Should student borrowers also buy life insurance? – InsuranceNewsNet
NEW YORK, July 29 2022 (GLOBE NEWSWIRE) — With student loan debt in the United States currently estimated at $1.762 trillion, the cost of higher education is rapidly weighing on many households. Borrowers may wonder if they should consider their student loans when buying life insurance cover. The answer to this question depends on the type of loan the borrower has and who signed it.
Who is responsible for paying the debt?
Many people believe that student loan debt is forgiven if the borrower dies. However, this is not always the case. It depends on a few factors, including whether the loan was federal or private, and whether the borrower had a co-signer.

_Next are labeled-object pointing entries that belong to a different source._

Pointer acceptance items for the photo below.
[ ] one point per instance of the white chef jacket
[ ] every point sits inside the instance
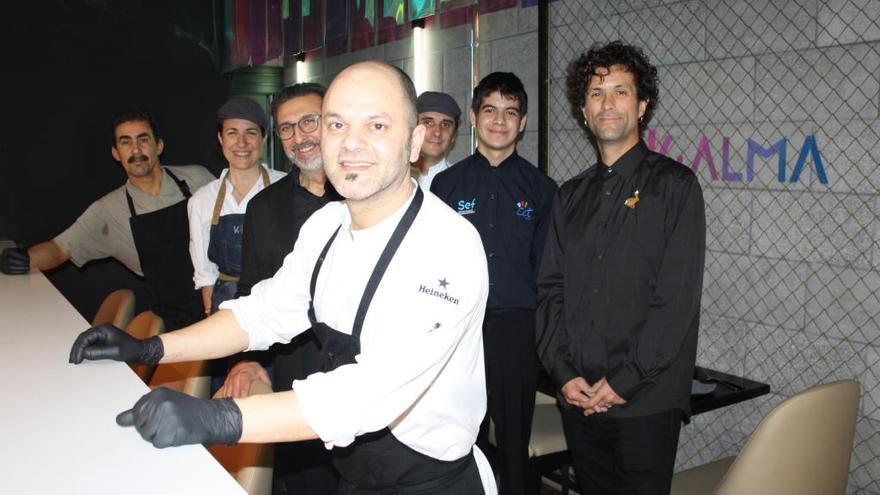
(426, 179)
(201, 208)
(420, 370)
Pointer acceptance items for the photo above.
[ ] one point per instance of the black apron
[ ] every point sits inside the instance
(224, 245)
(377, 463)
(161, 238)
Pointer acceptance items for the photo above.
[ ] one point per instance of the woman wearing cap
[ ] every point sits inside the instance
(216, 211)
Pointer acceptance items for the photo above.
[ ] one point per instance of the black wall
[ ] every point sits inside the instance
(68, 67)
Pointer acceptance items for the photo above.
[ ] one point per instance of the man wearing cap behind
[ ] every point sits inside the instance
(402, 388)
(273, 219)
(508, 200)
(440, 115)
(142, 224)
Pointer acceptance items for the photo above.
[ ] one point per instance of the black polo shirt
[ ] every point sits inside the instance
(510, 207)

Federal vs Private Student Loan Debt
Federal student loans (without a co-signer) are the simplest case. By law, these loans are canceled in the event of death or total disability, and family members or the estate are not responsible for repaying them. In this case, neither party needs to increase their life insurance coverage based on the loan.

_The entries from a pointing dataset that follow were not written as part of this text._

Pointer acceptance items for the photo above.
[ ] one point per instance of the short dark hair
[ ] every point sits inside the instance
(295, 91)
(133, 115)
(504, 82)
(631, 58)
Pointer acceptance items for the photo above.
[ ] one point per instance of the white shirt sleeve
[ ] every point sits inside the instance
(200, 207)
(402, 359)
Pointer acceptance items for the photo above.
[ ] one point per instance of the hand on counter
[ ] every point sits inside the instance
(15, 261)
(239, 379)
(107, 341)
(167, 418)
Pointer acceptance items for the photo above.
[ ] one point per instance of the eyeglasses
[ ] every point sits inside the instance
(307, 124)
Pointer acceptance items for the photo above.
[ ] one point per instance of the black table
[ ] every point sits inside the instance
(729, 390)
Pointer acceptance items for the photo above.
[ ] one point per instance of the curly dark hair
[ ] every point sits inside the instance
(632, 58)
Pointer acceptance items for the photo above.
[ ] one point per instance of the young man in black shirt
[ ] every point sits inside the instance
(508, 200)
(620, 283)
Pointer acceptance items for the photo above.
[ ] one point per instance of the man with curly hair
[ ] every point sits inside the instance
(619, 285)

On the other hand, private student loans may have different terms. Because private loans are issued by a private lender, the lender can dictate their own rules, including death or disability conditions. The best way to know for sure is to read the fine print.
If someone with unpaid private student loans and no co-signers were to die, their estate may have to repay the debt. A judge can order the sale of assets that the borrower was planning to leave to others (like a house or a car) to repay the lender. In this situation, having an adequate amount of life insurance would help eliminate this burden and leave these items to their original heirs.
Co-signing occurs when a parent or other adult agrees to be responsible for the loan should the borrower default. Co-signing is common for many types of loans, including student loans.
For some federal loans, a co-signer must continue to make payments even if the borrower dies. It depends on the type of federal loan.
For private loans, the co-signer may need to continue making payments. The loan agreement may also include an acceleration clause. This could mean that the lender can make the loan balance due immediately if the borrower dies.
Spouses of borrowers
Like co-signers, spouses may also be required to make payments after the death of the borrower. Much will depend on:
- The state where the loan was taken out.
- If the couple was married at the time of the loan.
In some states, loans are considered shared or community property. Even if the surviving spouse has not co-signed, places where community property laws will require them to continue making payments. This is another example where having life insurance — and, therefore, a death benefit — can help ease that burden.
How to Use Insurance to Protect Against Student Loan Debt
A borrower’s decision to purchase life insurance or obtain additional coverage to potentially pay off student debt depends on whether they had a co-signer, the type of loan, and the status in which he lives. Borrowers and co-signers should carefully review their loan terms and decide if they need additional life insurance coverage.